Ogni anno, oltre 150mila visitatori esplorano questo luogo affascinante, accompagnati da guide come Savannah Dalton, che raccontano storie di scoperte, adattamenti biologici e meraviglie geologiche. Eppure, nonostante l’interesse turistico e scientifico, gran parte del lago resta ancora avvolta nel mistero.

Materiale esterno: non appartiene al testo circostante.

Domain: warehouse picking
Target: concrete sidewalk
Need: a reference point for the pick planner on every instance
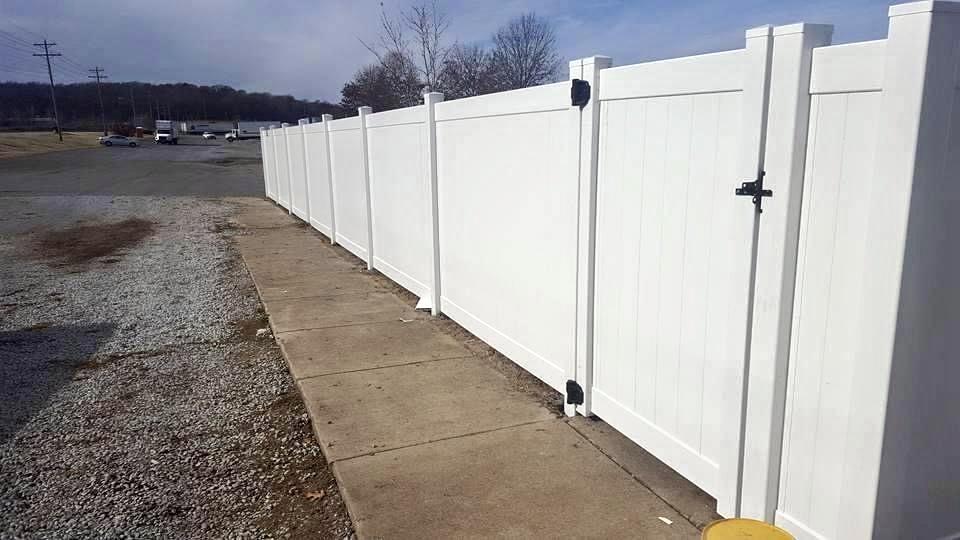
(429, 433)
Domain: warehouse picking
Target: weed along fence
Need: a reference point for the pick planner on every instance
(743, 260)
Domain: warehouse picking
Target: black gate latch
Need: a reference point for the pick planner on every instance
(755, 189)
(574, 393)
(579, 92)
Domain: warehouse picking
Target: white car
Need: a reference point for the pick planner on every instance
(118, 140)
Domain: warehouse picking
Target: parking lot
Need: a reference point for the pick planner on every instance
(144, 396)
(192, 168)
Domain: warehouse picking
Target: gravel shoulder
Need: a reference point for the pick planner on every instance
(139, 400)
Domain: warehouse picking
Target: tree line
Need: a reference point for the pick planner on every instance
(414, 55)
(139, 104)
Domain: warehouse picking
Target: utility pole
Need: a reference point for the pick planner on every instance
(133, 105)
(53, 96)
(97, 70)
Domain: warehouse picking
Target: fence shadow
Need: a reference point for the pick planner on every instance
(35, 362)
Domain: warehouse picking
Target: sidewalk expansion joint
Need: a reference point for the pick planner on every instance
(360, 370)
(635, 477)
(441, 439)
(339, 326)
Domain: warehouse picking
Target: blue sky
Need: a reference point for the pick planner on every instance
(310, 48)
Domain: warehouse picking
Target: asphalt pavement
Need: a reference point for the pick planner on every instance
(192, 168)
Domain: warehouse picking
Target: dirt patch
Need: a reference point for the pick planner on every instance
(86, 242)
(247, 328)
(309, 504)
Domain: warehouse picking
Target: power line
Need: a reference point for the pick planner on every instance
(97, 74)
(13, 45)
(53, 96)
(15, 38)
(29, 32)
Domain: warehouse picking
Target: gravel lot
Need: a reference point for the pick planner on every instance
(138, 399)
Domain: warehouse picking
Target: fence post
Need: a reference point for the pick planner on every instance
(745, 225)
(587, 69)
(776, 263)
(368, 193)
(286, 140)
(430, 100)
(327, 118)
(263, 161)
(276, 161)
(306, 165)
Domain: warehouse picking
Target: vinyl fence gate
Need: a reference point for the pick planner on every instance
(674, 255)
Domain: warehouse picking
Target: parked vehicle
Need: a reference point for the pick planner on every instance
(166, 132)
(248, 130)
(119, 140)
(198, 127)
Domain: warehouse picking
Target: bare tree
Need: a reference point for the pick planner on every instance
(390, 84)
(525, 53)
(428, 24)
(466, 72)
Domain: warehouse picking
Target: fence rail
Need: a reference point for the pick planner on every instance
(772, 358)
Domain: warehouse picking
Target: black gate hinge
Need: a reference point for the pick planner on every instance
(579, 92)
(755, 189)
(574, 393)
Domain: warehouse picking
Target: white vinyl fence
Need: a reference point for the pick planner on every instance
(799, 364)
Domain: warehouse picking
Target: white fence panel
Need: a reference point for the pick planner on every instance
(400, 184)
(318, 176)
(508, 204)
(818, 440)
(349, 185)
(266, 158)
(298, 177)
(674, 256)
(283, 169)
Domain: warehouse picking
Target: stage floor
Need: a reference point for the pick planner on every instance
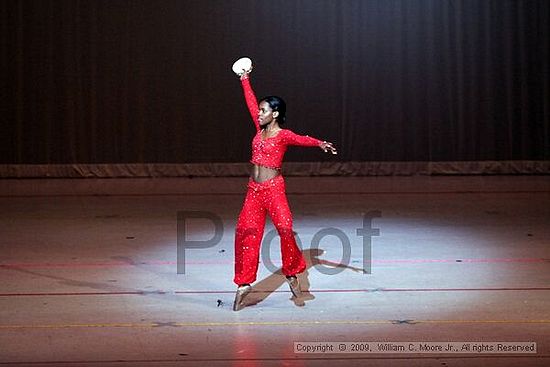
(89, 273)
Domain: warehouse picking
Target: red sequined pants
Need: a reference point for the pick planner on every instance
(263, 198)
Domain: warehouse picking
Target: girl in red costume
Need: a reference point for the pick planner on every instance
(266, 193)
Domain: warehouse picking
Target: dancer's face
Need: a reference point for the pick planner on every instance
(266, 115)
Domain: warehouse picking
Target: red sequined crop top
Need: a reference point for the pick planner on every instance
(269, 152)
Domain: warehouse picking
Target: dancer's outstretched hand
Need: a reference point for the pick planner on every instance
(328, 147)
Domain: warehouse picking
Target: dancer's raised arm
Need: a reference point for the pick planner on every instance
(251, 100)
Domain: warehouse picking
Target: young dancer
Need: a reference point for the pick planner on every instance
(266, 193)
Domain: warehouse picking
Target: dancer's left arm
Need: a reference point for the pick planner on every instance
(292, 138)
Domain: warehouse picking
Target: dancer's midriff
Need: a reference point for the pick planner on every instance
(262, 173)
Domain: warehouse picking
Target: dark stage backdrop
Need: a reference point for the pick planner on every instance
(103, 81)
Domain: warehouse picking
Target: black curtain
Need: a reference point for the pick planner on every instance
(102, 81)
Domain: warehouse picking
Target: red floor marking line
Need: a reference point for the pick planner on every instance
(191, 262)
(366, 290)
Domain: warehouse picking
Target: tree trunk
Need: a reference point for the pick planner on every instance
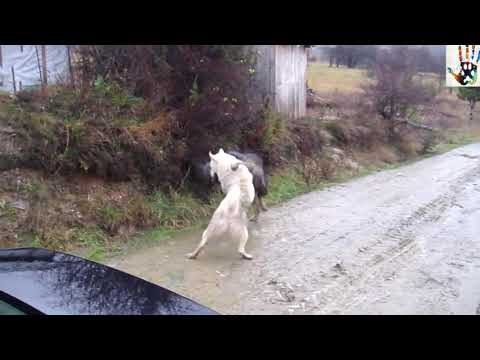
(472, 107)
(44, 68)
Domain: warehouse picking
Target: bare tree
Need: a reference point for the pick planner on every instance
(396, 92)
(471, 95)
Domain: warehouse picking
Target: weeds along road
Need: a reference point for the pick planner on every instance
(404, 241)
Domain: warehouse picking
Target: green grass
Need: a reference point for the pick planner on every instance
(93, 242)
(285, 185)
(456, 139)
(7, 211)
(322, 78)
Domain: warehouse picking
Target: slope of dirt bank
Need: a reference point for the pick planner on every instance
(403, 241)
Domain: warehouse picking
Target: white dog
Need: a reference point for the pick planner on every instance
(230, 218)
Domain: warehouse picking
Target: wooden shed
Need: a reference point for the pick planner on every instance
(281, 71)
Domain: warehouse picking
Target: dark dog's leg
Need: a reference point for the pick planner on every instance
(262, 204)
(257, 209)
(243, 242)
(200, 246)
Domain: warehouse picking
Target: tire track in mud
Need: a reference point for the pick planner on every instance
(344, 249)
(346, 293)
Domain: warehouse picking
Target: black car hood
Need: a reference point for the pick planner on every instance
(56, 283)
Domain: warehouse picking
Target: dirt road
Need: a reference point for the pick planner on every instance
(405, 241)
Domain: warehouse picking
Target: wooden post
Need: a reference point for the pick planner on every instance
(39, 65)
(14, 84)
(44, 69)
(70, 69)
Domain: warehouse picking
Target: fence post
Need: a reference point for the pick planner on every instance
(44, 69)
(14, 83)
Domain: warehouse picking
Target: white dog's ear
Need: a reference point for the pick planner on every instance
(235, 166)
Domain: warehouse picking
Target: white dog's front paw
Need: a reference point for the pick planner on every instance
(191, 256)
(246, 256)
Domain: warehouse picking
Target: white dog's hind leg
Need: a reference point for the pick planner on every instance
(243, 242)
(200, 246)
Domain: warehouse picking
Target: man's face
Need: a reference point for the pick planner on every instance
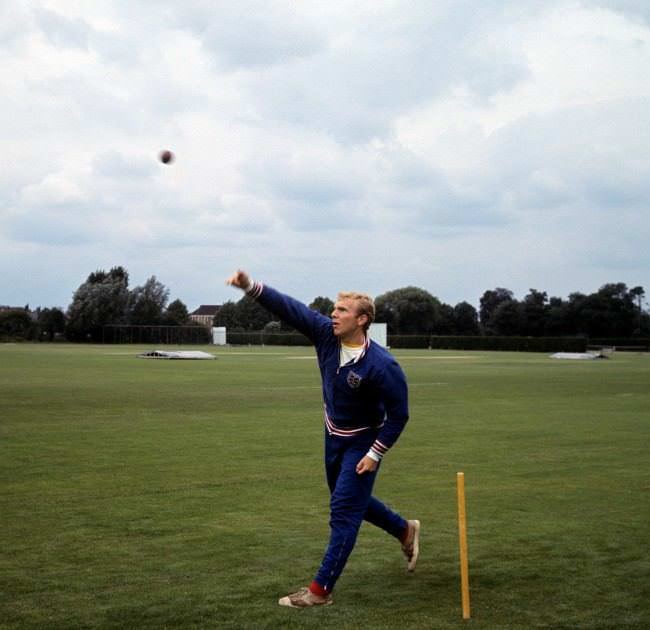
(345, 320)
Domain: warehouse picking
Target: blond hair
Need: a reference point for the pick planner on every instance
(364, 303)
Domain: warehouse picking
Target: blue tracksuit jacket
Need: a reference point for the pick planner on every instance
(370, 393)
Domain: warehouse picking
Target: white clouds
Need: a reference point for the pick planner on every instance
(480, 144)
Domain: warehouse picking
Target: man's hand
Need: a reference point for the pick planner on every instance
(239, 279)
(367, 464)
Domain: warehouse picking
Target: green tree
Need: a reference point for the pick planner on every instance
(51, 321)
(466, 319)
(102, 299)
(323, 305)
(176, 314)
(446, 321)
(508, 318)
(408, 310)
(147, 303)
(490, 300)
(227, 316)
(534, 311)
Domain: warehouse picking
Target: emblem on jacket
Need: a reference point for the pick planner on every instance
(354, 380)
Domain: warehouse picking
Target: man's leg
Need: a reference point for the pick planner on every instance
(348, 505)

Le condizioni subacquee e la complessità del sistema di grotte rendono difficile una mappatura completa.

Il mare perduto del Tennessee non è solo una curiosità geologica, ma anche un simbolo della vastità ancora inesplorata del mondo sotterraneo. In un’epoca in cui satelliti mappano ogni angolo del pianeta, questo lago nascosto ci ricorda che esistono ancora luoghi sulla Terra capaci di sorprenderci e che, a volte, le grandi scoperte iniziano con la semplice curiosità.